Once the harsh Article 23 of our Basic Law is implemented in the territory,the freedoms used to be enjoyed by we Hongkongers will be greatly reduced and we will have to live in white terror ! That explains why we (most Hongkongers of course) have to vigorously object the implementation of it. We just don't want to be watched by the Big Brother like what Edwand Snowden has revealed: our communications on the internet and mobile phone calls were monitored or cyber-spied in the past four years by the National Security Agency of the Pentagon,U.S.A.Our privacy is compomised and so do our freedoms of expression and thought plus actions. Right ? As Franklin once said,' if you abandon freedom for the sake of so-called security (national security), one day you will find that you lose both your freedom and security as well !' Just wait and see whether his words were right !
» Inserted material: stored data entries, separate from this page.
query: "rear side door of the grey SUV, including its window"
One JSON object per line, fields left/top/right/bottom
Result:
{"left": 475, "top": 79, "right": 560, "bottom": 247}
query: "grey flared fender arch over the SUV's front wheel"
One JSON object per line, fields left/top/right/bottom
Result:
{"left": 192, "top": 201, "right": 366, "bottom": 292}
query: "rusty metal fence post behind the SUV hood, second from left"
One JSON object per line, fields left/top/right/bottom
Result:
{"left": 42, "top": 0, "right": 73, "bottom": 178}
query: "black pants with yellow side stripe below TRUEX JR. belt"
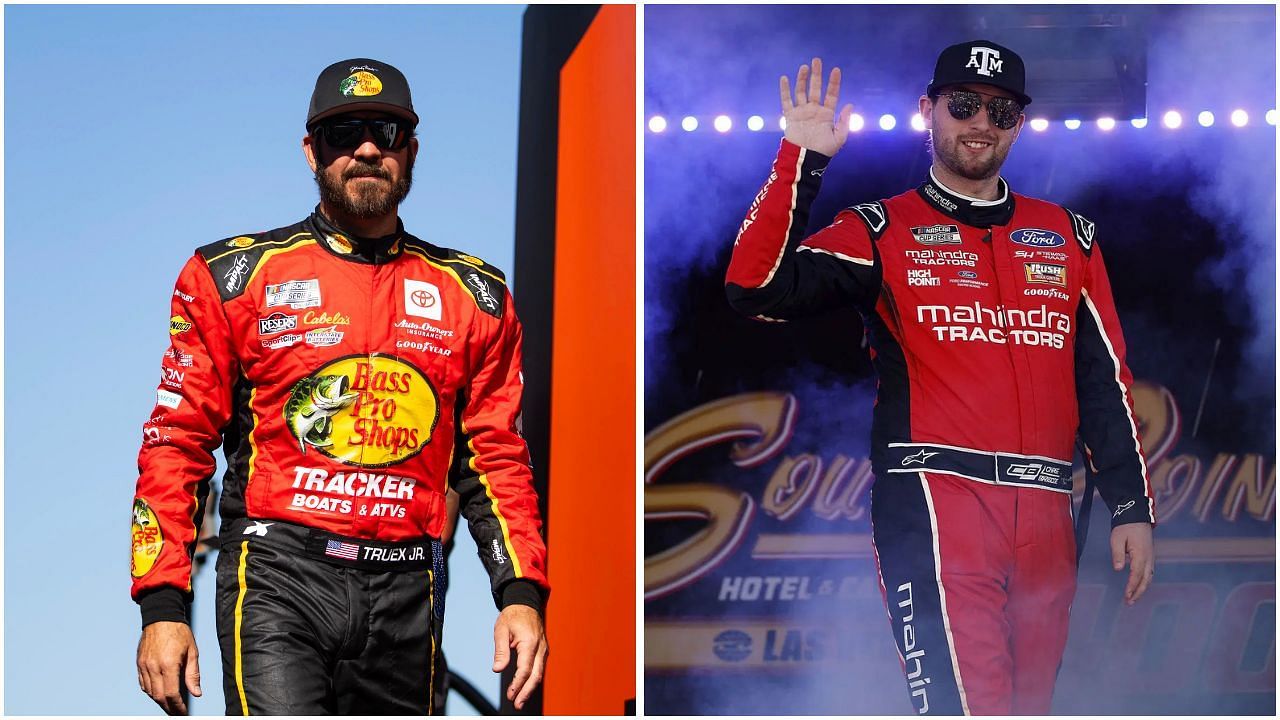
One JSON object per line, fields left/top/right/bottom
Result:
{"left": 218, "top": 521, "right": 444, "bottom": 715}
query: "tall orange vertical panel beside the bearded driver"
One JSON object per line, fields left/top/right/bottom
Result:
{"left": 545, "top": 5, "right": 636, "bottom": 715}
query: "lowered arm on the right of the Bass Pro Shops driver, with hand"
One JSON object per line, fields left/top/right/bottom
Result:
{"left": 451, "top": 283, "right": 549, "bottom": 708}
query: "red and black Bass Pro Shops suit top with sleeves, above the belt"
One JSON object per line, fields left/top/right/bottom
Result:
{"left": 132, "top": 207, "right": 548, "bottom": 624}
Yes, maybe the so called pan-democrats would use the Snowden's case to strengthen their hand in opposing Article 23. But I doubt they should further claim that the US democratically elected Government is a virtue but the authoritarian Chinese plus the Hong Kong SAR Government is a total vice.
George W Bush was elected US President in 2000 (while he lost in the popular votes), the US presidential election system is not so perfect either.
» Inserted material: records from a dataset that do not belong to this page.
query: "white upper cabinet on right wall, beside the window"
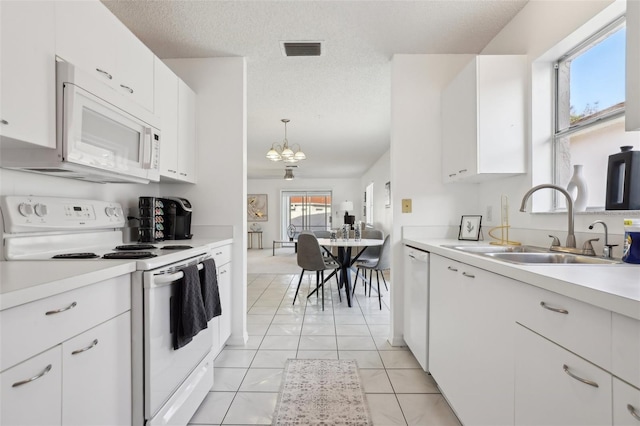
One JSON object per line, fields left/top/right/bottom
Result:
{"left": 441, "top": 55, "right": 527, "bottom": 182}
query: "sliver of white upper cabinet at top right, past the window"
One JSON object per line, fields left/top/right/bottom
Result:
{"left": 625, "top": 0, "right": 640, "bottom": 131}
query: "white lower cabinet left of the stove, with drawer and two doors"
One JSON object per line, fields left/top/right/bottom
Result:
{"left": 0, "top": 275, "right": 132, "bottom": 426}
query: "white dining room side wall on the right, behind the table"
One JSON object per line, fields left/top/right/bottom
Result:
{"left": 360, "top": 150, "right": 393, "bottom": 235}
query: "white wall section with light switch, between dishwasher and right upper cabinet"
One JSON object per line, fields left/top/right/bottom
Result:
{"left": 390, "top": 55, "right": 478, "bottom": 345}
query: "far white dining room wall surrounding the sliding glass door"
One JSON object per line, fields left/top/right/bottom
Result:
{"left": 247, "top": 176, "right": 364, "bottom": 243}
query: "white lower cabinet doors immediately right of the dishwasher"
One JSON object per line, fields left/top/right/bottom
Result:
{"left": 429, "top": 254, "right": 514, "bottom": 425}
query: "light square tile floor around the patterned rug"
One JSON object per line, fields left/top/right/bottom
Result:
{"left": 190, "top": 273, "right": 460, "bottom": 426}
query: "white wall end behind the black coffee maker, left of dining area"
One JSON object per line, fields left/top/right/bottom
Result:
{"left": 162, "top": 58, "right": 247, "bottom": 344}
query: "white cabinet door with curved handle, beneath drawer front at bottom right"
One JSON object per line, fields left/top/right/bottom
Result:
{"left": 515, "top": 325, "right": 612, "bottom": 426}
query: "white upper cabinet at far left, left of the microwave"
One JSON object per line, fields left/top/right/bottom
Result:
{"left": 0, "top": 1, "right": 56, "bottom": 148}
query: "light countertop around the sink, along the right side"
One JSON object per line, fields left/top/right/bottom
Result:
{"left": 403, "top": 238, "right": 640, "bottom": 320}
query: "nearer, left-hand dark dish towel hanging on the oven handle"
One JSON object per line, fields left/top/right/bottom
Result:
{"left": 173, "top": 265, "right": 207, "bottom": 349}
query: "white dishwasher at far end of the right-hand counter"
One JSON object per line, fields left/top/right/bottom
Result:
{"left": 404, "top": 245, "right": 429, "bottom": 371}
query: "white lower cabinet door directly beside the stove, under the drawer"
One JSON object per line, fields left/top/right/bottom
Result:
{"left": 62, "top": 312, "right": 131, "bottom": 426}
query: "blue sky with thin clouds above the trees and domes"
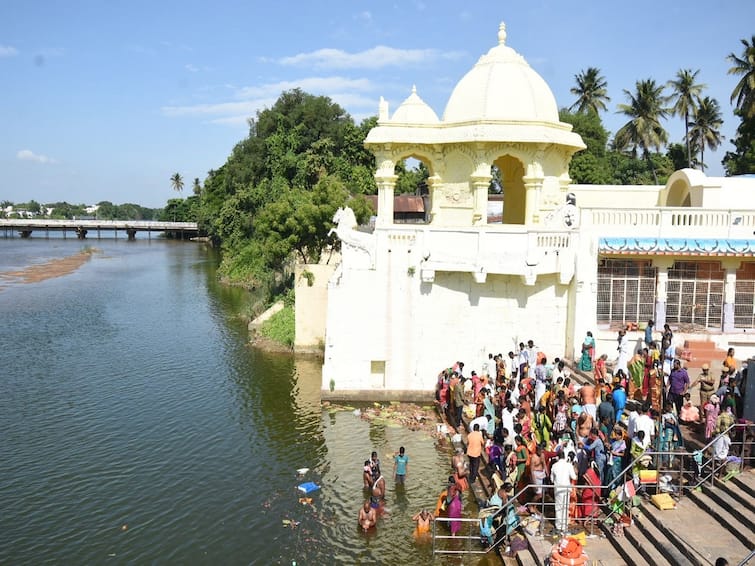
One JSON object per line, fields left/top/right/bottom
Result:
{"left": 0, "top": 0, "right": 755, "bottom": 207}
Now 16 years after 1997, by now nobody, with common sense, should still say Hong Kong’s freedom has eroded under the Chinese Communist regime. Waiving a colonial flag, those who claim that the HK British Colonial Government better protected freedoms or democracy just simply do not even know their own history (shame & naïve to call themselves “nativists”).
I was in the July 1 2003 march against Article 23. That was the last public protest I joined in Hong Kong, feeling fooled in the hindsight.
We should not further deny the fact, that the Chinese Communist Government, albeit itself backward in democratic development, has lived up to its promise for Hong Kong’s freedom after 1997.
I am now willing to accept some mild form of Article 23 in exchange for universal suffrage because 16 years of factual experience tells him that Hong Kong would still be the freest place in the World. Even the 2003 version of the Article 23 legislation was very mild, compared with those in all the western democratically elected countries.